The Rebbe repeated that we should tell Professor Durst that he had sent us. He added that the operation would be successful and the cancer eradicated, concluding, “May G-d grant her a long life with children and grandchildren.”

I could not accept that the Rebbe, without even seeing the medical documentation, could make such a pronouncement, and so I attempted again to explain the danger. The Rebbe said, “There is no need. Everything is fine; she is already healthy.”

When I walked out of the room, relief washed over me. I could not explain it, but I felt as if the problem had already been solved.

When I returned to Israel, I accompanied my brother and his daughter to Hadassah Hospital. When we arrived, the receptionist asked us if we had an appointment with Professor Durst. We did not. She informed us that the Professor could not see us without an appointment, and that we would have to leave. At this, my brother burst into tears, and I began arguing with her.

Suddenly, the door opened and Professor Durst walked in. When he inquired what the commotion was about, I said, “I was directed by the Lubavitcher Rebbe to bring this girl to you, so that you may operate on her and save her life.” Hearing that, Professor Durst agreed to see us.

Professor Aryeh Durst
As I sat in my office, I heard a tumult outside. I stepped out and I saw two gentlemen demanding to be seen without an appointment while my receptionist was trying to send them away. At first I was annoyed; they were causing a disturbance and were only making her job harder. But as soon as I heard one of them say that the Lubavitcher Rebbe had sent him, for some reason I decided that I should look into the matter.

Although I had never had any interaction with the Rebbe before, I figured that if such a revered figure in the Jewish world sent someone to me, I was obligated to look into the matter.

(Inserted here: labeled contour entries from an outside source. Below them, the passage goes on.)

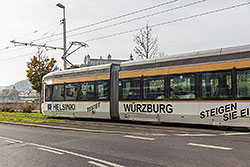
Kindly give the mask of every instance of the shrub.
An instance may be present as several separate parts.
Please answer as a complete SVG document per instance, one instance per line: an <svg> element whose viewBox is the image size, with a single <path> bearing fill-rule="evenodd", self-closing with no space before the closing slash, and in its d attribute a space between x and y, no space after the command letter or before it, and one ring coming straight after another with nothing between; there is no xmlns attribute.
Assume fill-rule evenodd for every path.
<svg viewBox="0 0 250 167"><path fill-rule="evenodd" d="M26 113L31 113L32 110L36 108L36 105L34 104L25 104L21 107L21 110Z"/></svg>

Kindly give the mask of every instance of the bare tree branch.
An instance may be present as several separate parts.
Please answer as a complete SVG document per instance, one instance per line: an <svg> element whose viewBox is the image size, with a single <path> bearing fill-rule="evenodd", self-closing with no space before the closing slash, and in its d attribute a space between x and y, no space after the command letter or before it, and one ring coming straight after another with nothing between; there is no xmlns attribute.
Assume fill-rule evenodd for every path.
<svg viewBox="0 0 250 167"><path fill-rule="evenodd" d="M158 54L158 38L152 37L152 28L147 24L145 29L134 36L136 47L134 52L142 59L150 59Z"/></svg>

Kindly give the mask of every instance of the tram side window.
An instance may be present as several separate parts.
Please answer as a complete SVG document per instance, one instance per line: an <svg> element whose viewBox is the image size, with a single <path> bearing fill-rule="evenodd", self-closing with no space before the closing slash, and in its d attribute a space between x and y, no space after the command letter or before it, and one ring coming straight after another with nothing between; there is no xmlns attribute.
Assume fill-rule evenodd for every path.
<svg viewBox="0 0 250 167"><path fill-rule="evenodd" d="M64 100L64 85L53 85L52 100Z"/></svg>
<svg viewBox="0 0 250 167"><path fill-rule="evenodd" d="M143 92L145 100L165 99L164 77L144 78Z"/></svg>
<svg viewBox="0 0 250 167"><path fill-rule="evenodd" d="M202 98L225 99L232 97L232 77L230 71L207 72L201 75Z"/></svg>
<svg viewBox="0 0 250 167"><path fill-rule="evenodd" d="M250 70L237 71L237 97L250 97Z"/></svg>
<svg viewBox="0 0 250 167"><path fill-rule="evenodd" d="M79 100L96 100L95 82L80 83Z"/></svg>
<svg viewBox="0 0 250 167"><path fill-rule="evenodd" d="M77 83L68 83L65 85L65 100L77 100Z"/></svg>
<svg viewBox="0 0 250 167"><path fill-rule="evenodd" d="M98 100L108 100L108 81L97 82L97 98Z"/></svg>
<svg viewBox="0 0 250 167"><path fill-rule="evenodd" d="M141 79L123 79L122 80L122 99L140 100L141 98Z"/></svg>
<svg viewBox="0 0 250 167"><path fill-rule="evenodd" d="M174 75L170 77L170 99L194 99L194 74Z"/></svg>
<svg viewBox="0 0 250 167"><path fill-rule="evenodd" d="M45 87L45 101L51 101L52 85Z"/></svg>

I examined the patient and read the opinions of her doctors, who uniformly agreed that nothing could be done. After a short investigation, I reached the same conclusion. The cancer cells that had formed in the skin were already spreading through the bloodstream. Had they been contained in the lymph nodes, it would have been relatively easy to remove the cancer. But once it has spread through the bloodstream, it begins to overtake the body like a wildfire. It goes to the liver, the abdomen, and the bones. At that point it is a lost cause, for even if the surgeon could remove the visible cancer cells, there is no telling how deeply it has invaded the body.

Unfortunately, this patient had already reached an advanced stage of cancer, and therefore her doctors in Haifa had advised against surgery. There was no point. I had no choice but to agree.

Nevertheless, despite what seemed to be a futile attempt to save her life, I decided to go ahead and operate. I reasoned that if the Rebbe had sent this patient to me he must have seen that she had some sort of hope and the least I could do was try. A few days later I performed the surgery, removing the cancerous lymph nodes and hoping for the best. Medically speaking, there was nothing more anyone could do.

To my amazement, she made an excellent recovery. I continued checking on her periodically and saw for myself that the cancer did not spread, and it did not return! In fact, she went on to lead a normal life – she married and raised a healthy family.

As a professional, I must admit that what saved her was not anything that I did. It could only have been the Rebbe’s blessing.

Rabbi Yaakov Shpitzer was the director of Sanzer-Klausenberger institutions in Israel before becoming chief gabbai of the Imrei Shefer community in Jerusalem, where he was interviewed in February of 2016.

Professor Aryeh Durst has headed the Department of Surgery at Hadassah Hospital for 20 years. He was interviewed in his home in Jerusalem in February of 2016.